In [None]:
import dask
import dask.array as da

The key element of `dask` is the scheduler which builds a Directed Acyclic Graph (DAG) of all the operations to be executed on each chunk of data to compute the final result. The scheduler optimizes and executes this graph, often in parallel.

In [None]:
x = da.ones(15, chunks=(5,))

In [None]:
x.chunks

`visualize()` renders the task graph. In this notebook we use the Cytoscape-based viewer (via `ipycytoscape`) for interactive graphs. If not already enabled, install and enable it in Jupyter:

- pip install ipycytoscape
- For JupyterLab 3+: no extra enable step is required

If Cytoscape isn't available, Dask will fall back to a static image renderer if configured.

In [None]:
x.visualize()

In [None]:
x.dask

In [None]:
(x+1).visualize()

In [None]:
(x+1).sum().visualize()

In [None]:
y = (x + 1).sum()

In [None]:
y.visualize()

Let's try with a more complex example.

Below we progressively build more complex computations.
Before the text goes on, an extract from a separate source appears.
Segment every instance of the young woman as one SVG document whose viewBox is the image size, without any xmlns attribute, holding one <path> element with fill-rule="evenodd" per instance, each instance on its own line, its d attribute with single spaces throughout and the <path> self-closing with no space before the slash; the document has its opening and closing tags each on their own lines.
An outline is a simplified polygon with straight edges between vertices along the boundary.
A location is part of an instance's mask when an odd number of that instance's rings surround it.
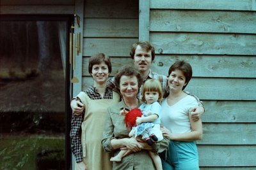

Notice how the task graph quickly grows, which is normal—Dask handles the complexity for you and schedules efficiently.

In [None]:
m = da.ones((15, 15), chunks=(5,5))

In [None]:
m

In [None]:
m.numblocks

In [None]:
m.chunks, m.numblocks

In [None]:
e = (m.dot(m.T + 1) - m.mean(axis=0))
e

In [None]:
e.visualize(optimize_graph=False)

In [None]:
e

We'll define a more complex expression in a variable so we can visualize both the unoptimized and optimized graphs, and then compute it.

In [None]:
(m.T + 1).visualize()

In [None]:
(m.T + m).visualize()

In [None]:
(m.dot(m.T + 1) - m.mean(axis=0)).visualize()

In [None]:
(m.dot(m.T + 1) - m.mean(axis=0)).compute()

In [None]:
e.visualize()
e.compute()

In [None]:
e.dask